Le prince héritier saoudien a promis mardi une nouvelle Arabie, « modérée et tolérante », en rupture avec l’ultraconservatisme religieux, dans des déclarations sans détour de nature à plaire aux jeunes et à des investisseurs étrangers réunis à Ryad.
Le prince Mohammed ben Salmane, 32 ans, s’est livré à une attaque frontale contre certains milieux religieux conservateurs qui exercent une influence notable sur la société depuis des décennies.
« Nous ne ferons que retourner à un islam modéré, tolérant et ouvert sur le monde et toutes les autres religions », a-t-il déclaré lors d’une conférence économique internationale. Il a estimé que l’Arabie saoudite avait abandonné la modération en 1979 avec la montée en puissance de courants religieux extrémistes.
« Nous n’allons pas passer 30 ans de plus de notre vie à nous accommoder d’idées extrémistes et nous allons les détruire maintenant », a assuré le jeune prince, suscitant les applaudissements nourris des participants à ce forum qui a attiré 2.500 décideurs du monde entier. « Nous allons détruire l’extrémisme très bientôt », a insisté le prince héritier, fils du roi Salmane (81 ans) mais considéré aujourd’hui comme l’homme fort du royaume.
Dans les années 1970, l’Arabie saoudite a connu d’importantes réformes, malgré la résistance de milieux religieux conservateurs, comme l’ouverture de l’enseignement aux jeunes filles et l’introduction de la télévision.
L’assassinat du roi Fayçal en 1975 a freiné ce mouvement dans un pays bâti sur une alliance entre l’aile religieuse, représentée par la famille Al-Cheikh qui régule l’espace social, et le pouvoir politique représenté par la famille Al-Saoud, qui a fondé le royaume actuel en 1932.
Bouffée d’oxygène
Depuis sa nomination en juin comme prince héritier, Mohammed ben Salmane s’est attaché à desserrer le carcan des milieux religieux sur la société saoudienne. Il est considéré comme l’inspirateur de la décision en septembre de lever l’interdiction qui était faite aux femmes de conduire. Auparavant, il avait fait arrêter plus de 20 personnes, dont deux prédicateurs religieux très influents. Plus généralement, sa nomination a représenté une bouffée d’oxygène pour les jeunes Saoudiens (plus de la moitié de la population a moins de 25 ans).
Avec le prince héritier, l’Arabie saoudite commence à s’ouvrir aux arts, à la musique et des femmes ont été autorisées pour la première fois à participer aux célébrations de la fête nationale dans un stade de Ryad en septembre.

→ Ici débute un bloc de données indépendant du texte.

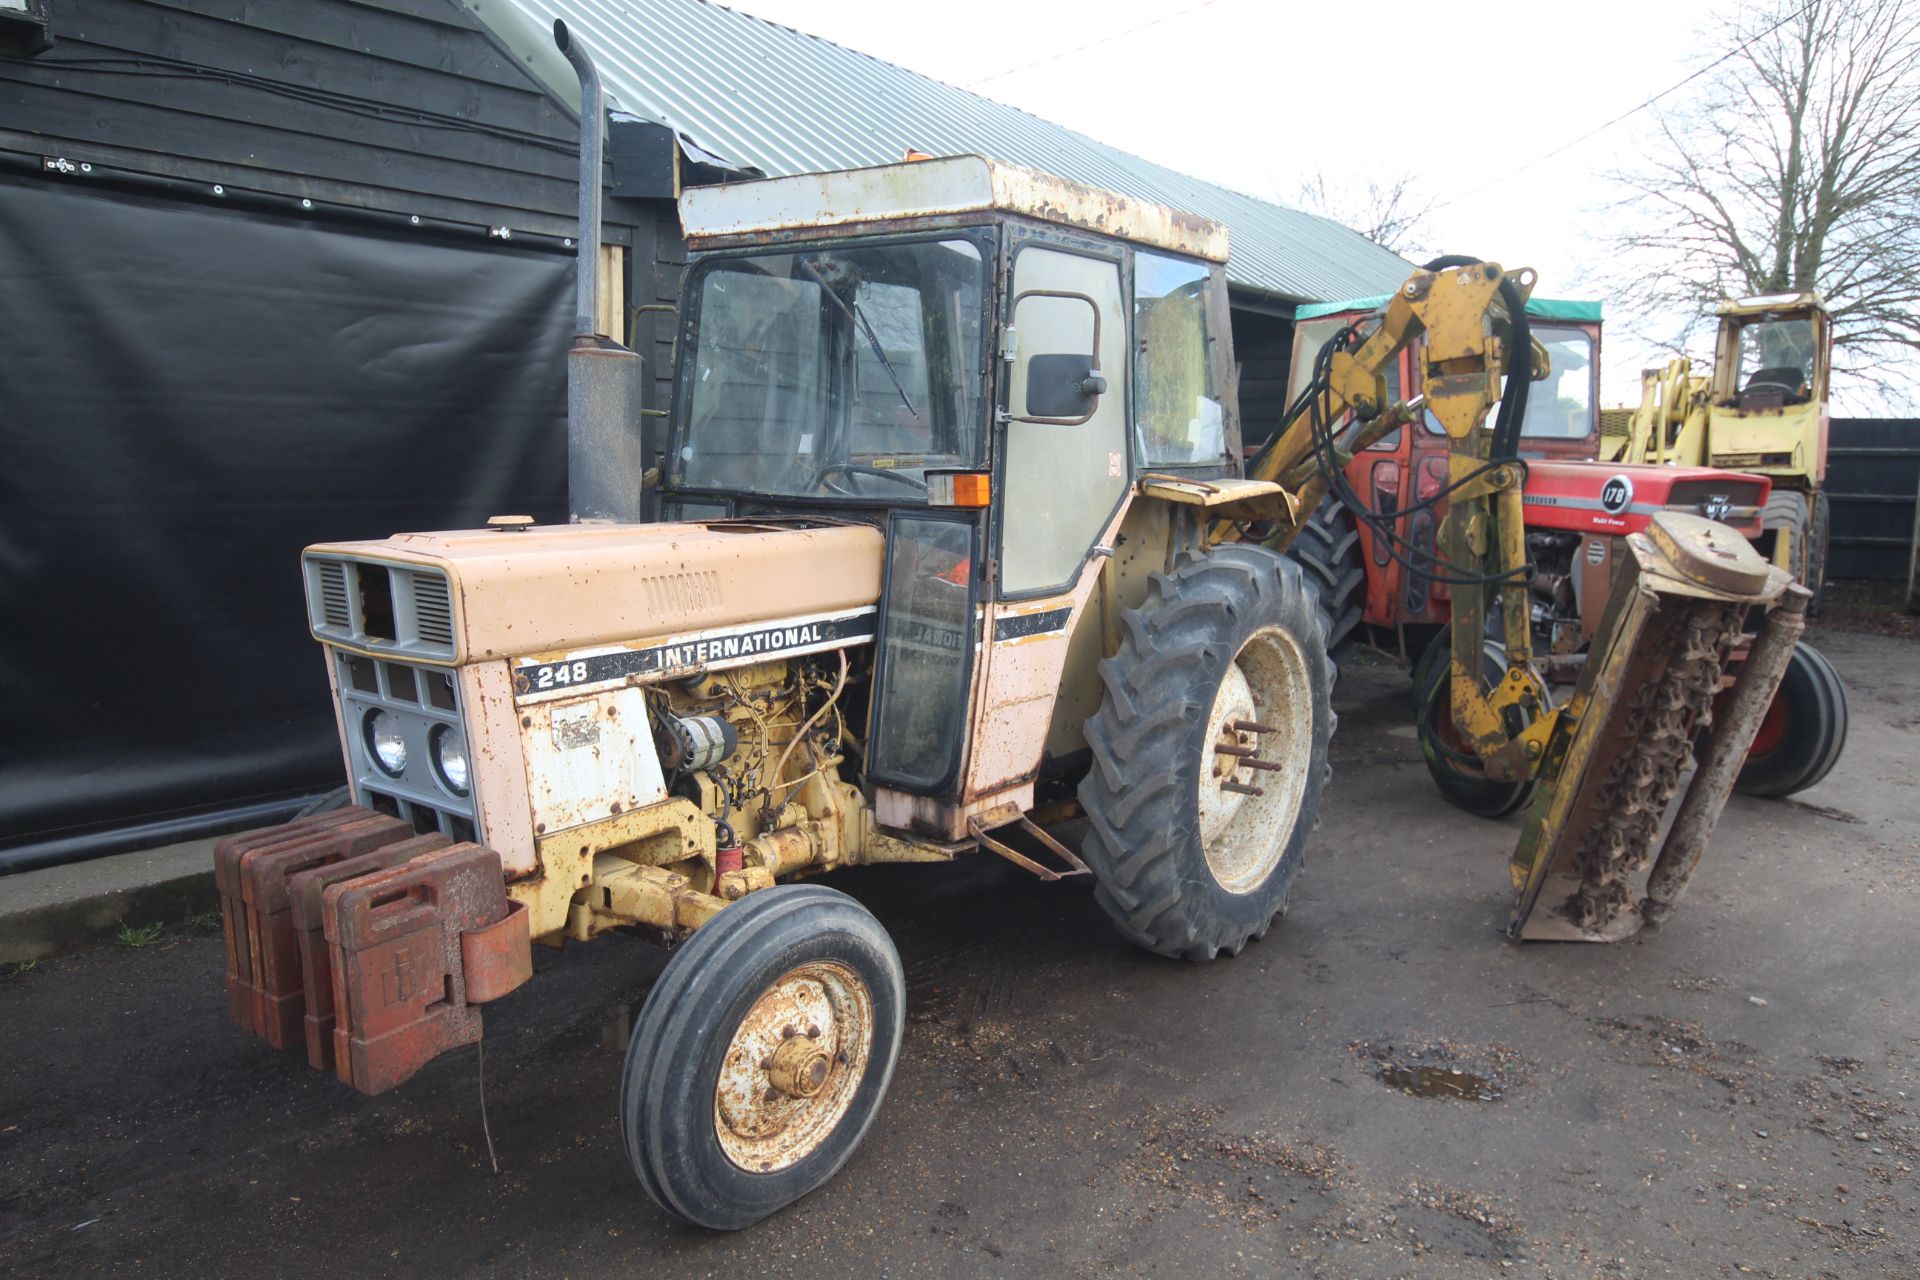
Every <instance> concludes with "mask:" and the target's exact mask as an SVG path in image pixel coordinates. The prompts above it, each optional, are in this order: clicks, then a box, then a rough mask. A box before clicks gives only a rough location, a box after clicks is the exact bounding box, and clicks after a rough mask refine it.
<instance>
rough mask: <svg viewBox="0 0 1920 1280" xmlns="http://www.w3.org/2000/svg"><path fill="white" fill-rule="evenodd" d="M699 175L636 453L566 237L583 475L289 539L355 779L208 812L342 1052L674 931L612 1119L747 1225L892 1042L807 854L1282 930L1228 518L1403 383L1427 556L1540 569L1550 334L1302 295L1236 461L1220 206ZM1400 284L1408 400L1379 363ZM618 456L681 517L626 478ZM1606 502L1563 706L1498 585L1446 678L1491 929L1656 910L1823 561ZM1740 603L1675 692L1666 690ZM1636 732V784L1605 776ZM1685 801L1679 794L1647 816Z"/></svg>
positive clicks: (1279, 846) (1295, 643)
mask: <svg viewBox="0 0 1920 1280" xmlns="http://www.w3.org/2000/svg"><path fill="white" fill-rule="evenodd" d="M557 36H559V42H561V46H563V50H568V56H570V58H572V61H574V65H576V67H578V69H580V73H582V81H584V84H582V100H584V102H588V104H593V102H597V100H599V88H597V83H593V79H591V67H589V63H588V61H586V56H584V54H582V52H580V50H578V48H574V46H570V44H568V42H566V38H564V29H559V31H557ZM582 115H584V117H586V125H588V130H586V132H588V136H586V140H584V146H582V154H584V157H582V169H584V180H582V213H584V217H582V223H584V226H582V236H580V244H586V246H591V244H597V228H595V226H593V213H595V211H597V205H599V201H597V190H595V178H597V175H599V154H597V140H595V136H597V127H595V117H597V115H599V113H597V111H591V109H589V111H584V113H582ZM680 211H682V221H684V226H685V232H687V244H689V249H691V259H689V267H687V276H685V290H684V315H682V328H680V342H678V370H676V378H678V391H676V397H674V409H672V420H670V432H668V449H666V459H664V466H662V468H660V470H659V472H649V468H643V466H641V462H643V461H645V459H641V453H639V430H637V426H639V415H637V413H636V411H634V405H632V401H630V397H628V393H630V390H632V382H634V368H636V361H634V357H632V355H630V353H624V351H622V349H620V347H616V345H614V344H611V342H607V340H605V338H601V336H597V334H593V332H591V322H593V317H595V315H597V307H595V305H593V303H595V299H597V292H595V286H593V276H591V261H593V257H595V255H593V253H582V255H580V263H582V276H580V297H578V317H580V336H578V338H576V344H574V349H572V353H570V365H568V374H570V393H568V445H570V459H568V466H570V484H572V489H574V491H572V505H574V510H576V522H574V524H566V526H551V528H530V526H528V522H526V520H522V518H503V520H495V522H493V526H490V528H482V530H459V532H438V533H397V535H394V537H386V539H376V541H355V543H326V545H317V547H309V549H307V551H305V557H303V564H301V568H303V574H305V589H307V622H309V626H311V631H313V637H315V639H317V641H319V654H317V656H319V660H323V662H324V666H326V674H328V679H330V681H332V689H334V708H336V714H338V727H340V747H342V752H344V760H346V770H348V777H349V781H351V800H353V802H351V806H348V808H344V810H338V812H332V814H323V816H315V818H309V819H303V821H296V823H288V825H282V827H271V829H263V831H252V833H244V835H238V837H230V839H227V841H223V842H221V846H219V848H217V852H215V864H217V877H219V885H221V892H223V917H225V933H227V990H228V1007H230V1013H232V1017H234V1021H236V1023H240V1025H242V1027H246V1029H250V1031H253V1032H257V1034H261V1036H263V1038H265V1040H269V1042H273V1044H276V1046H282V1048H286V1050H296V1052H303V1054H305V1055H307V1059H309V1061H311V1063H313V1065H315V1067H319V1069H323V1071H332V1073H336V1075H338V1077H340V1079H342V1080H346V1082H348V1084H351V1086H355V1088H359V1090H363V1092H369V1094H376V1092H382V1090H388V1088H392V1086H396V1084H401V1082H403V1080H407V1079H409V1077H411V1075H415V1073H417V1071H419V1069H420V1067H422V1065H426V1063H428V1061H430V1059H434V1057H436V1055H440V1054H444V1052H447V1050H451V1048H457V1046H465V1044H474V1042H476V1040H480V1034H482V1009H484V1006H486V1004H488V1002H492V1000H499V998H501V996H505V994H507V992H511V990H515V988H516V986H520V984H522V983H526V981H528V979H530V973H532V950H530V948H532V946H534V944H540V946H564V944H580V942H589V940H591V938H595V936H599V935H603V933H609V931H643V933H651V935H655V936H666V938H668V940H674V942H678V946H676V948H674V952H672V958H670V960H668V963H666V967H664V971H662V973H660V977H659V981H657V983H655V984H653V990H651V992H649V996H647V1002H645V1006H643V1009H641V1013H639V1017H637V1021H636V1025H634V1032H632V1042H630V1048H628V1057H626V1071H624V1075H622V1082H620V1098H618V1123H620V1130H622V1138H624V1144H626V1153H628V1159H630V1163H632V1167H634V1173H636V1174H637V1178H639V1184H641V1186H643V1188H645V1192H647V1194H649V1196H651V1197H653V1199H655V1201H657V1203H659V1205H660V1207H664V1209H666V1211H668V1213H672V1215H678V1217H682V1219H685V1221H689V1222H697V1224H705V1226H710V1228H739V1226H747V1224H749V1222H755V1221H758V1219H762V1217H766V1215H768V1213H774V1211H776V1209H780V1207H781V1205H785V1203H789V1201H793V1199H797V1197H799V1196H804V1194H806V1192H810V1190H812V1188H816V1186H820V1184H822V1182H824V1180H826V1178H829V1176H831V1174H833V1173H835V1171H837V1169H839V1167H841V1165H843V1163H845V1159H847V1157H849V1153H851V1151H852V1150H854V1146H856V1144H858V1142H860V1138H862V1134H864V1132H866V1128H868V1125H870V1123H872V1119H874V1115H876V1111H877V1107H879V1103H881V1098H883V1096H885V1092H887V1082H889V1079H891V1075H893V1065H895V1057H897V1055H899V1052H900V1040H902V1025H904V981H902V971H900V960H899V956H897V952H895V948H893V942H891V940H889V938H887V935H885V931H883V929H881V927H879V923H877V921H876V919H874V917H872V915H870V913H868V912H866V910H864V908H862V906H860V904H858V902H854V900H852V898H849V896H845V894H841V892H835V890H833V889H828V887H822V885H814V883H810V881H812V877H818V875H822V873H826V871H831V869H835V867H845V865H862V864H883V862H897V864H931V865H937V864H947V862H952V860H954V858H962V856H998V858H1006V860H1008V862H1012V864H1016V865H1020V867H1025V869H1027V871H1031V873H1033V875H1035V877H1039V879H1048V881H1052V879H1062V877H1068V875H1089V877H1091V881H1092V885H1094V900H1096V902H1098V904H1100V908H1102V910H1104V912H1106V913H1108V915H1110V917H1112V921H1114V925H1116V927H1117V929H1119V933H1121V935H1125V936H1127V938H1131V940H1133V942H1137V944H1140V946H1144V948H1148V950H1154V952H1160V954H1164V956H1175V958H1187V960H1212V958H1215V956H1219V954H1223V952H1225V954H1229V956H1233V954H1238V952H1240V950H1242V948H1244V946H1246V944H1248V942H1250V940H1254V938H1260V936H1261V935H1265V933H1267V929H1269V927H1271V925H1273V923H1275V919H1279V917H1281V915H1283V912H1284V908H1286V900H1288V890H1290V887H1292V883H1294V877H1296V875H1298V873H1300V867H1302V858H1304V854H1306V844H1308V837H1309V833H1311V831H1313V825H1315V816H1317V808H1319V798H1321V791H1323V787H1325V785H1327V777H1329V739H1331V735H1332V727H1334V718H1332V712H1331V708H1329V687H1331V679H1332V672H1331V664H1329V658H1327V649H1325V631H1323V626H1325V622H1323V614H1321V612H1319V608H1317V604H1315V597H1313V593H1311V589H1309V587H1308V585H1306V581H1304V578H1302V572H1300V568H1298V566H1296V564H1294V562H1292V560H1288V558H1284V555H1281V553H1279V551H1275V549H1269V547H1263V545H1260V541H1256V537H1265V539H1271V541H1275V543H1279V545H1281V547H1284V541H1286V537H1288V535H1290V532H1292V530H1296V528H1298V522H1300V520H1302V518H1304V516H1306V514H1309V512H1311V509H1313V505H1315V503H1317V501H1319V493H1323V491H1325V486H1327V484H1329V480H1327V476H1329V474H1336V470H1338V464H1340V459H1338V457H1336V451H1334V449H1332V445H1331V439H1329V432H1327V430H1325V424H1327V422H1331V420H1332V418H1331V416H1329V413H1334V415H1336V413H1342V411H1346V409H1356V411H1357V413H1359V416H1361V418H1363V420H1367V422H1369V424H1371V426H1384V424H1407V422H1413V420H1421V418H1419V415H1421V413H1423V407H1430V409H1432V411H1434V415H1436V418H1438V420H1440V422H1442V426H1444V428H1446V432H1448V438H1450V447H1452V451H1450V482H1448V491H1450V495H1452V499H1453V514H1452V516H1450V522H1448V526H1450V530H1448V532H1446V533H1444V537H1442V547H1444V553H1446V555H1448V557H1450V562H1452V566H1453V574H1455V576H1457V578H1461V580H1473V581H1488V583H1496V587H1498V589H1500V591H1501V593H1503V597H1505V599H1507V603H1509V604H1511V603H1513V601H1515V599H1521V597H1515V595H1513V593H1515V591H1524V587H1523V583H1521V581H1519V578H1517V574H1519V572H1521V570H1523V566H1524V547H1523V532H1521V520H1519V493H1521V491H1519V484H1517V474H1515V464H1513V462H1515V457H1517V455H1515V453H1513V443H1515V430H1517V422H1519V416H1517V411H1524V390H1526V388H1528V386H1530V376H1532V374H1536V372H1538V374H1546V372H1548V357H1546V351H1544V349H1542V347H1538V344H1534V342H1532V340H1530V336H1528V332H1526V322H1524V315H1523V307H1524V296H1526V292H1528V290H1530V284H1532V273H1524V271H1523V273H1507V271H1503V269H1501V267H1500V265H1498V263H1484V261H1476V259H1448V261H1446V263H1442V265H1436V267H1434V269H1432V271H1419V273H1415V274H1413V276H1409V280H1407V284H1405V286H1404V292H1402V294H1400V296H1396V301H1394V303H1392V305H1390V307H1388V313H1386V322H1384V324H1382V326H1380V328H1379V330H1377V332H1375V336H1373V338H1369V340H1365V342H1363V344H1359V345H1357V347H1350V345H1344V344H1342V345H1340V347H1338V349H1334V345H1332V344H1329V349H1327V361H1325V368H1323V372H1325V378H1323V380H1321V388H1323V397H1321V399H1323V401H1325V403H1321V401H1317V403H1319V407H1317V409H1315V411H1313V413H1308V415H1306V416H1304V420H1302V422H1300V424H1296V426H1294V428H1292V430H1288V432H1286V434H1284V436H1281V438H1279V439H1275V441H1273V447H1271V449H1267V451H1263V455H1261V462H1260V466H1258V468H1256V470H1258V472H1260V474H1256V476H1242V474H1238V472H1240V468H1238V464H1236V459H1238V420H1236V411H1235V397H1233V380H1231V370H1233V359H1231V342H1229V328H1227V288H1225V284H1227V282H1225V271H1223V263H1225V261H1227V232H1225V228H1223V226H1219V225H1215V223H1210V221H1204V219H1196V217H1188V215H1183V213H1173V211H1169V209H1162V207H1156V205H1148V203H1140V201H1137V200H1127V198H1123V196H1116V194H1110V192H1100V190H1092V188H1087V186H1079V184H1073V182H1066V180H1060V178H1054V177H1046V175H1041V173H1031V171H1025V169H1014V167H1008V165H1000V163H995V161H989V159H981V157H975V155H960V157H948V159H931V161H924V163H906V165H885V167H876V169H858V171H847V173H824V175H804V177H787V178H768V180H758V182H741V184H733V186H712V188H693V190H687V192H685V194H684V196H682V203H680ZM1423 332H1425V334H1427V336H1428V344H1427V357H1425V359H1427V368H1425V388H1427V393H1425V399H1423V401H1419V403H1405V401H1400V399H1396V397H1390V395H1388V393H1386V386H1384V380H1382V378H1380V374H1379V370H1380V368H1382V367H1384V365H1386V363H1390V361H1392V359H1394V357H1396V355H1398V351H1400V349H1402V347H1404V345H1405V344H1407V342H1411V340H1413V338H1417V336H1419V334H1423ZM1503 388H1505V390H1503ZM1496 405H1500V413H1498V415H1496V416H1494V418H1492V424H1488V418H1490V411H1492V409H1494V407H1496ZM1323 411H1325V413H1323ZM649 484H657V486H659V491H660V501H662V509H664V510H666V512H668V516H670V520H668V522H662V524H639V522H637V514H639V499H641V489H643V486H649ZM1455 526H1457V533H1455V532H1453V530H1455ZM1626 543H1628V545H1626V555H1624V557H1620V566H1619V570H1617V585H1615V589H1613V597H1611V601H1613V603H1611V604H1609V620H1607V622H1605V624H1603V626H1601V631H1603V633H1601V637H1597V639H1596V645H1597V649H1599V652H1603V654H1605V660H1603V662H1594V664H1590V666H1588V672H1590V674H1592V672H1596V670H1603V672H1605V679H1599V681H1596V683H1588V677H1582V689H1580V693H1578V695H1576V697H1574V699H1572V700H1571V702H1569V704H1565V706H1559V708H1549V706H1548V704H1546V700H1544V687H1542V685H1540V683H1538V681H1534V679H1530V676H1528V672H1530V666H1528V664H1526V662H1528V654H1526V641H1524V629H1523V631H1521V633H1519V635H1521V639H1519V645H1515V643H1513V637H1511V635H1509V647H1507V656H1509V676H1507V679H1505V683H1503V685H1501V689H1498V691H1494V693H1492V695H1484V693H1480V691H1478V689H1476V687H1469V685H1455V700H1457V708H1455V714H1457V718H1459V723H1461V725H1463V727H1465V729H1467V733H1469V743H1471V745H1473V747H1475V750H1478V754H1480V758H1482V760H1486V762H1488V766H1486V768H1488V770H1490V773H1496V775H1501V777H1505V775H1511V773H1513V771H1526V773H1530V775H1532V777H1536V779H1538V783H1540V789H1538V798H1536V806H1534V814H1532V818H1530V821H1528V829H1526V835H1524V837H1523V842H1521V846H1519V848H1517V850H1515V854H1513V856H1511V873H1513V890H1515V894H1513V912H1511V921H1509V933H1513V935H1515V936H1538V935H1542V933H1544V935H1546V936H1578V938H1596V940H1603V938H1605V940H1611V938H1619V936H1626V935H1630V933H1634V931H1636V929H1638V927H1640V925H1642V923H1644V921H1649V919H1657V917H1661V915H1665V913H1667V912H1670V910H1672V906H1674V902H1676V900H1678V896H1680V892H1682V890H1684V887H1686V883H1688V879H1690V877H1692V873H1693V865H1695V864H1697V862H1699V856H1701V852H1703V850H1705V842H1707V837H1709V835H1711V831H1713V823H1715V819H1716V818H1718V812H1720V806H1722V804H1724V800H1726V785H1728V777H1726V768H1724V766H1726V760H1728V756H1730V752H1732V754H1734V756H1736V758H1738V756H1740V754H1745V750H1747V743H1749V739H1751V733H1753V727H1755V700H1759V706H1764V702H1766V699H1770V697H1772V689H1774V685H1776V683H1778V679H1780V664H1782V662H1784V651H1782V649H1780V647H1782V643H1784V645H1788V647H1791V635H1793V633H1795V629H1797V626H1799V608H1801V606H1803V603H1805V601H1803V595H1805V593H1799V595H1795V589H1793V587H1789V583H1788V578H1786V574H1782V572H1778V570H1770V568H1768V566H1766V564H1763V562H1761V560H1759V558H1757V557H1755V555H1753V551H1751V547H1747V543H1745V541H1743V539H1741V537H1740V535H1738V533H1734V532H1730V530H1726V528H1724V526H1718V524H1713V522H1707V520H1697V518H1695V520H1692V522H1688V520H1680V518H1670V516H1667V514H1663V516H1655V518H1653V522H1651V524H1649V528H1647V532H1645V533H1644V535H1638V533H1636V535H1628V539H1626ZM1473 589H1475V587H1455V593H1457V595H1455V599H1457V601H1459V599H1463V597H1465V595H1469V593H1471V591H1473ZM1747 624H1751V629H1755V631H1757V639H1753V641H1751V645H1749V649H1747V652H1749V656H1747V658H1745V662H1741V664H1740V677H1738V683H1736V687H1734V693H1732V699H1734V712H1732V714H1730V716H1726V718H1724V720H1718V718H1716V720H1715V723H1713V725H1711V729H1707V727H1705V720H1703V718H1701V716H1699V714H1697V706H1695V704H1693V702H1692V700H1690V699H1693V697H1695V695H1703V697H1711V689H1716V687H1718V679H1720V672H1722V668H1724V664H1726V660H1728V656H1730V654H1732V649H1734V645H1736V643H1741V637H1743V635H1745V631H1747ZM1476 643H1478V637H1475V651H1473V656H1475V660H1478V649H1476ZM1663 672H1667V674H1665V676H1663ZM1622 679H1626V683H1624V685H1622ZM1642 679H1647V681H1653V683H1657V685H1659V687H1661V689H1670V691H1672V693H1674V697H1678V699H1680V700H1682V702H1686V706H1668V704H1667V702H1659V704H1657V706H1653V712H1657V714H1659V716H1661V720H1659V723H1657V725H1653V727H1657V729H1659V733H1651V731H1649V725H1647V714H1649V708H1647V704H1645V700H1644V699H1640V697H1638V693H1634V697H1620V693H1622V689H1626V691H1638V681H1642ZM1703 691H1709V693H1703ZM1507 727H1511V729H1515V733H1507ZM1503 735H1505V737H1503ZM1674 735H1678V737H1674ZM1695 737H1697V743H1699V768H1697V770H1695V773H1693V777H1692V781H1690V783H1686V781H1682V779H1680V777H1678V773H1674V771H1672V770H1674V768H1676V766H1680V764H1684V762H1686V760H1688V758H1690V756H1688V752H1690V750H1692V748H1693V745H1695ZM1642 743H1649V745H1651V752H1653V754H1651V756H1649V754H1647V750H1644V748H1642V747H1640V745H1642ZM1642 770H1657V771H1661V773H1659V781H1661V785H1649V787H1644V789H1642V791H1640V793H1634V794H1632V796H1630V800H1632V802H1630V804H1628V802H1626V798H1622V791H1620V787H1622V777H1640V771H1642ZM1667 800H1672V804H1674V806H1676V808H1678V812H1676V819H1674V827H1672V833H1670V835H1665V839H1663V833H1661V829H1659V823H1657V821H1655V823H1651V825H1649V823H1647V821H1644V818H1645V814H1647V812H1649V810H1651V808H1655V806H1665V804H1667ZM1659 812H1665V808H1661V810H1659ZM1068 819H1081V821H1075V823H1073V825H1064V823H1068ZM1073 831H1079V835H1069V833H1073ZM1590 831H1599V833H1601V837H1603V844H1601V846H1594V848H1588V844H1584V841H1586V839H1588V833H1590Z"/></svg>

Les Saoudiens attendent maintenant l’ouverture de salles de cinémas et plus de divertissements, longtemps interdits par les milieux religieux conservateurs. Auteur d’un vaste plan de transformation de l’économie saoudienne destiné à réduire la dépendance du royaume au pétrole, le prince Mohammed est venu au forum de Ryad présenter un méga-projet.

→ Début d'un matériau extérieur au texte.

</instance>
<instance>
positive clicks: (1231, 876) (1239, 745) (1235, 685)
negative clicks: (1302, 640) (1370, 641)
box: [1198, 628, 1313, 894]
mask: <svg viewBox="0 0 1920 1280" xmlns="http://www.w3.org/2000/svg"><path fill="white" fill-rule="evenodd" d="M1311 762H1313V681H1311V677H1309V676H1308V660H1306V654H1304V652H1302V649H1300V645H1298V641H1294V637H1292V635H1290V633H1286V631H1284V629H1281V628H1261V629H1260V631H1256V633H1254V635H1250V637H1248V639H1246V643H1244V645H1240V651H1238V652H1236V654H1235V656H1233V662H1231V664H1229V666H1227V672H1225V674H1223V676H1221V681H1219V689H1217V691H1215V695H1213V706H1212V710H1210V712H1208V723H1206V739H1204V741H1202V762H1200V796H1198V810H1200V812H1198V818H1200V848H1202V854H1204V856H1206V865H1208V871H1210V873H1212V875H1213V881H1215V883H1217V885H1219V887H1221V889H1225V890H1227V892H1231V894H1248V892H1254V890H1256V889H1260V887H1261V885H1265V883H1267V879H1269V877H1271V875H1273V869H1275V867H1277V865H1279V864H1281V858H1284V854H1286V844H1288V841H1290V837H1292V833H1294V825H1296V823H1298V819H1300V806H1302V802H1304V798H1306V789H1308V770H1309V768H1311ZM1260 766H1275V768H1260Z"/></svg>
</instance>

Il porte sur la création d’une gigantesque zone de développement économique, appelée NEOM et d’une superficie de 26.500 km2, avec des investissements projetés à plus de 500 milliards de dollars (425 milliards d’euros).
Cette nouvelle zone économique, à peine plus petite que la Belgique, sera établie au nord-ouest de l’Arabie saoudite, sur les bords de la mer Rouge. Certains secteurs seront frontaliers de la Jordanie et de l’Egypte, précise un communiqué du Fonds public d’investissement saoudien.
‘Volonté du peuple’
Appuyé également par des investisseurs étrangers, NEOM concernera des secteurs aussi divers que l’énergie, l’eau, la biotechnologie, l’alimentation, le numérique, les médias et les divertissements, selon le communiqué. « Toutes les conditions sont réunies pour assurer le succès de ce projet et, en premier lieu, la volonté du peuple saoudien », a plaidé le prince, suscitant encore une fois les applaudissements de l’assistance.
Mohammed ben Salmane n’a toutefois pas abordé les difficultés économiques du royaume. Premier exportateur mondial de pétrole, l’Arabie saoudite a enregistré d’énormes déficits budgétaires et vu ses réserves financières fondre depuis la chute à la mi-2014 du prix de l’or noir. Le prince héritier, ministre de la Défense et qui préside également le Conseil économique et de développement, a présenté en 2016 un plan, appelé Vision 2030, qui vise à diversifier l’économie.
Ce plan prévoit notamment la vente en 2018 de 5% de parts du géant pétrolier Aramco. En août, les autorités saoudiennes avaient déjà annoncé le lancement d’un projet touristique d’envergure consistant à transformer une cinquantaine d’îles de la mer Rouge en stations balnéaires de luxe.